Watson and Webber worked closely with the poet e.e. cummings on The Fall of the House of Usher and on an unfinished piece entiltled The Dinner Party. The fact that Watson and Webber worked closely with a poet is not surprising because their two most well-known films, The Fall of the House of Usher and Lot in Sodom, are literary extensions. cummings was a painter as well as a poet. This made the teamwork between the three very successful because they were all able to see the art through the other's main medium. Watson and Webber were filmmakers, but the inspirations for their films came from literary means. e.e. cummings was known for his poetry, but he was also gifted in the visual arts. In fact, cummings described his poetry as "poem pictures". Interestingly, despite the literary influence on their films, the films really do not follow a narrative.

Watson and Webber believed strongly in the separation between art and politics. They combined aspects of expressionism, surrealism, futurism and cubism into their work. It is often said that Watson and Webber's films are remarkably similar to the films of Robert Wiene. Watson and Webber were apparently influenced by the European avant-guarde.

Watson and Webber experimented with sound films a great deal. In It Never Happened Watson and Webber used sound film conventions only to turn around and make fun of these very conventions. This is irony typical of Watson and Webber's work as they were known for stating that they chose to make a film about Poe's The Fall of the House of Usher because they "had not seen it in a while and would be free of its influence".

Watson and Webber did not like their work to be referred to as modernist. They would rather that people refer to their work as amateur.

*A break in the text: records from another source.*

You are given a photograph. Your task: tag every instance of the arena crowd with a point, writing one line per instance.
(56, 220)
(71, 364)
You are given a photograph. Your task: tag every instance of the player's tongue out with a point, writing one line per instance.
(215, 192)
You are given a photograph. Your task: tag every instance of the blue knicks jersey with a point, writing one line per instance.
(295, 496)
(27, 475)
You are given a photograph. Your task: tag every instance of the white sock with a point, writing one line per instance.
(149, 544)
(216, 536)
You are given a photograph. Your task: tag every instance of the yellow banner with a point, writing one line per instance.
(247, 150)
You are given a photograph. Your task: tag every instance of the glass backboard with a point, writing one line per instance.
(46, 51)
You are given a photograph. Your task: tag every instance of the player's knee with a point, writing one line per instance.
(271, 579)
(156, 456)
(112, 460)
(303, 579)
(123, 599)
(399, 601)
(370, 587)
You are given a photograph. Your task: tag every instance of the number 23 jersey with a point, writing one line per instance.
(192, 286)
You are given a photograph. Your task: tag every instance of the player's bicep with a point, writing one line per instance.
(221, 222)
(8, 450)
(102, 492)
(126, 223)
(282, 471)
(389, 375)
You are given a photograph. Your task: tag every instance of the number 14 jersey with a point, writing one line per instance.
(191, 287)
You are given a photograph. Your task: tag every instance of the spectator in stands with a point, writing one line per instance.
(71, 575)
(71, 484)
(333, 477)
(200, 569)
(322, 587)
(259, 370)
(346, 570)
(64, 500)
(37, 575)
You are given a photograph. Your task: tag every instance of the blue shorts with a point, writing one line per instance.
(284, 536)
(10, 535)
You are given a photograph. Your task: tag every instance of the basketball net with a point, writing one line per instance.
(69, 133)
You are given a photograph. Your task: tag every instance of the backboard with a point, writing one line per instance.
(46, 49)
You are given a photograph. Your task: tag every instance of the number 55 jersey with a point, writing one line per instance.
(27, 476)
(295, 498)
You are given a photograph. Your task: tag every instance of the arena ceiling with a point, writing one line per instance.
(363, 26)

In fact, Watson often spoke out against modernism. Watson wanted things to return to more classical standards. Watson also declared that his friend, e.e. cummings, should not be classified as a modernist.

Another characteristic of Watson and Webber's work is their dealings with homosexual erotica. They explore male homosexuality in Lot in Sodom. Gay male desire is explored and experimented with in the film. This has made Watson and Webber remain highly regarded in the gay community.